On the Use of Anchoring for Training Vision Models
Vivek Narayanaswamy, Kowshik Thopalli, Rushil Anirudh, Yamen Mubarka, Wesam Sakla, Jayaraman J. Thiagarajan
TL;DR
This work systematically evaluates anchored training as a general protocol for vision models, uncovering a key limitation: simply increasing reference diversity does not automatically improve generalization. It addresses this by introducing Reference Masking Regularization, which randomly masks the reference with probability $\alpha$ and trains masked cases to predict a uniform distribution, promoting reliance on the joint reference-residual structure rather than shortcuts. Across CIFAR-10/100 and ImageNet using CNNs and vision transformers, the approach yields substantial gains in generalization, calibration, and anomaly rejection, particularly for high-capacity models and large reference sets, while remaining inference-efficient. The results suggest anchored training, when combined with the proposed regularizer, offers a robust, architecture-agnostic pathway to safer, more reliable vision systems and invites integration with broader model-sourcing and fine-tuning strategies.
Abstract
Anchoring is a recent, architecture-agnostic principle for training deep neural networks that has been shown to significantly improve uncertainty estimation, calibration, and extrapolation capabilities.

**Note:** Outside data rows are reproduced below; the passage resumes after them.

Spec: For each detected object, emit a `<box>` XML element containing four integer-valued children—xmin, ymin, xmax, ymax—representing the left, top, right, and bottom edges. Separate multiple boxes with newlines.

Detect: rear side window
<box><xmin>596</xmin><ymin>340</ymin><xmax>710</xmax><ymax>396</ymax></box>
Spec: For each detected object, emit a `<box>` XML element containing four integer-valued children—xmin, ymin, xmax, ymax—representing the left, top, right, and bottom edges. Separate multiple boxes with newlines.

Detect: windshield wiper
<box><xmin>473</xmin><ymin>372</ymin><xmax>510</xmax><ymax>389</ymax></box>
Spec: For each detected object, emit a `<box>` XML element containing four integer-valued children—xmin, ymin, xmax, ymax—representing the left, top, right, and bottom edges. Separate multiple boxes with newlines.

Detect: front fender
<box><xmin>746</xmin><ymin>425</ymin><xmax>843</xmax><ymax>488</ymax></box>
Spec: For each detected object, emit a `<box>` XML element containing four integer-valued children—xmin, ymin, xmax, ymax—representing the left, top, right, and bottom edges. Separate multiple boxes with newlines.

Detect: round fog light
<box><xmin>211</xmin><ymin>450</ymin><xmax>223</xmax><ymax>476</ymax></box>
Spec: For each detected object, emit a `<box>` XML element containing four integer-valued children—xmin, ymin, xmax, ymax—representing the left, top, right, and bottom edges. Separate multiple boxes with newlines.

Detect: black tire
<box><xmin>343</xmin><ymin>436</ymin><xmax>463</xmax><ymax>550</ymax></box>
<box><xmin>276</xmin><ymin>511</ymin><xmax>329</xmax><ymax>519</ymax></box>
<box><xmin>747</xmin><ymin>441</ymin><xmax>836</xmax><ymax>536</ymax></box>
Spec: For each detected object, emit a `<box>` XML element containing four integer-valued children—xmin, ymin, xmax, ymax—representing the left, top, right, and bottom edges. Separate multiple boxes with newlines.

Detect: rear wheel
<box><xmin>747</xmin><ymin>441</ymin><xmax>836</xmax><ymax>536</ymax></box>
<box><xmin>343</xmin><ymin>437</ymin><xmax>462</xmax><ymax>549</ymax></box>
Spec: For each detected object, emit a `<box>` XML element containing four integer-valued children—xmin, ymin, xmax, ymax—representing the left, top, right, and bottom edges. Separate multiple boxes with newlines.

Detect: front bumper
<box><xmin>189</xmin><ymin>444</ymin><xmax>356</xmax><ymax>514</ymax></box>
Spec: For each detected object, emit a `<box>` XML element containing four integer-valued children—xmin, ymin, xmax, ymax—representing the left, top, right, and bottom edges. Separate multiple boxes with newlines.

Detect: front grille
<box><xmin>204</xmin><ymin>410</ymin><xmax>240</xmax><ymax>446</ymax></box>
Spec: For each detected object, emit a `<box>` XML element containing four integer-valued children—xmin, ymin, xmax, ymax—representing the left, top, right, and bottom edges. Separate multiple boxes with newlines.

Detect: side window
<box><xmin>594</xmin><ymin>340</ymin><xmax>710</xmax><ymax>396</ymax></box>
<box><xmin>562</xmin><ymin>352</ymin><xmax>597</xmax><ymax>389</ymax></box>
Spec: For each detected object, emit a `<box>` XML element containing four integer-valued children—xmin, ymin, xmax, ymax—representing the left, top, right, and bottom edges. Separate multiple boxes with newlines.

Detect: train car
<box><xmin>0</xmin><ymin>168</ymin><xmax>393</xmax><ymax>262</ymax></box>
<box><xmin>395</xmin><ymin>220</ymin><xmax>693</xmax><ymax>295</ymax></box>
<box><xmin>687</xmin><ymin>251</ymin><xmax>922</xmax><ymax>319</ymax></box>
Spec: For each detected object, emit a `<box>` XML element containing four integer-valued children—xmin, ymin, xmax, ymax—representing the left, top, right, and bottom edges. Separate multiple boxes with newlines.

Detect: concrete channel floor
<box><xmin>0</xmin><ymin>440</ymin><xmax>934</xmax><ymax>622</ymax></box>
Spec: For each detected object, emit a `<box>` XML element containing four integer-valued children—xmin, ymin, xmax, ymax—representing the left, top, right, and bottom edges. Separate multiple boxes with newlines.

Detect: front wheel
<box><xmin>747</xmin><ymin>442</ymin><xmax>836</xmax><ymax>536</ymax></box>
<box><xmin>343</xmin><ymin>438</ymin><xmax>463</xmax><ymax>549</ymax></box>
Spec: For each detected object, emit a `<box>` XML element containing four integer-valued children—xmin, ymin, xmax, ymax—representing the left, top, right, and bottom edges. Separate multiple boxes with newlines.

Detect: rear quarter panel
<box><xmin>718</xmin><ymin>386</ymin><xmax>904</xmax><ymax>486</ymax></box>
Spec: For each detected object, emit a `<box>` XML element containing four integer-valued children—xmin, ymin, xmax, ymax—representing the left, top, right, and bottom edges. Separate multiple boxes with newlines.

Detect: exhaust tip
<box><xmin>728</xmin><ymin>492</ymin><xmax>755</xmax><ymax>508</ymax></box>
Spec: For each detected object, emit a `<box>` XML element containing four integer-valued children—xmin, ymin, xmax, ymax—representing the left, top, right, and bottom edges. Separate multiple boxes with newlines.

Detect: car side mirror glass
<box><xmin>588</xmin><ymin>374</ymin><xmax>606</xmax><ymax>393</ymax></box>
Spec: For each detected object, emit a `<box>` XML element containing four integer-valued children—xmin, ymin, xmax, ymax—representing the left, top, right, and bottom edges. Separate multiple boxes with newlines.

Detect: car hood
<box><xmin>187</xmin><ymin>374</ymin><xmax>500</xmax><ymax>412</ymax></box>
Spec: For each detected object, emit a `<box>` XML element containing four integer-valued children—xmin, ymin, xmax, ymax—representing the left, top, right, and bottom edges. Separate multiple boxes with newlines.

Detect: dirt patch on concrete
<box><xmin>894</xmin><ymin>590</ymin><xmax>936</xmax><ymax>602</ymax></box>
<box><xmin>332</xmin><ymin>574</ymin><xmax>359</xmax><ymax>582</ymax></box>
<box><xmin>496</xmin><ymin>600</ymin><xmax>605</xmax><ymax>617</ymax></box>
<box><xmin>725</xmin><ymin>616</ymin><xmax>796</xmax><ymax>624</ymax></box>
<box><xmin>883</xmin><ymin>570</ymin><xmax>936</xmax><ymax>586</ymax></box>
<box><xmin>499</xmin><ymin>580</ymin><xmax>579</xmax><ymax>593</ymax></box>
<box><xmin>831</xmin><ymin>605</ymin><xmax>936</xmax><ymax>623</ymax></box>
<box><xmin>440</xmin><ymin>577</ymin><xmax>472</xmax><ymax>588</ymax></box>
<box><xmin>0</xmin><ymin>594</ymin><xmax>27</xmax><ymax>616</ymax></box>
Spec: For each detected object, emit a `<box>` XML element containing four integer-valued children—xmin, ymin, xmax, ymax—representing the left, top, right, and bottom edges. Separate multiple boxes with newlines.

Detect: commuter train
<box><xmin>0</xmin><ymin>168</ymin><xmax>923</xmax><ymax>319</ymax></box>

In this paper, we systematically explore anchoring as a general protocol for training vision models, providing fundamental insights into its training and inference processes and their implications for generalization and safety. Despite its promise, we identify a critical problem in anchored training that can lead to an increased risk of learning undesirable shortcuts, thereby limiting its generalization capabilities. To address this, we introduce a new anchored training protocol that employs a simple regularizer to mitigate this issue and significantly enhances generalization. We empirically evaluate our proposed approach across datasets and architectures of varying scales and complexities, demonstrating substantial performance gains in generalization and safety metrics compared to the standard training protocol.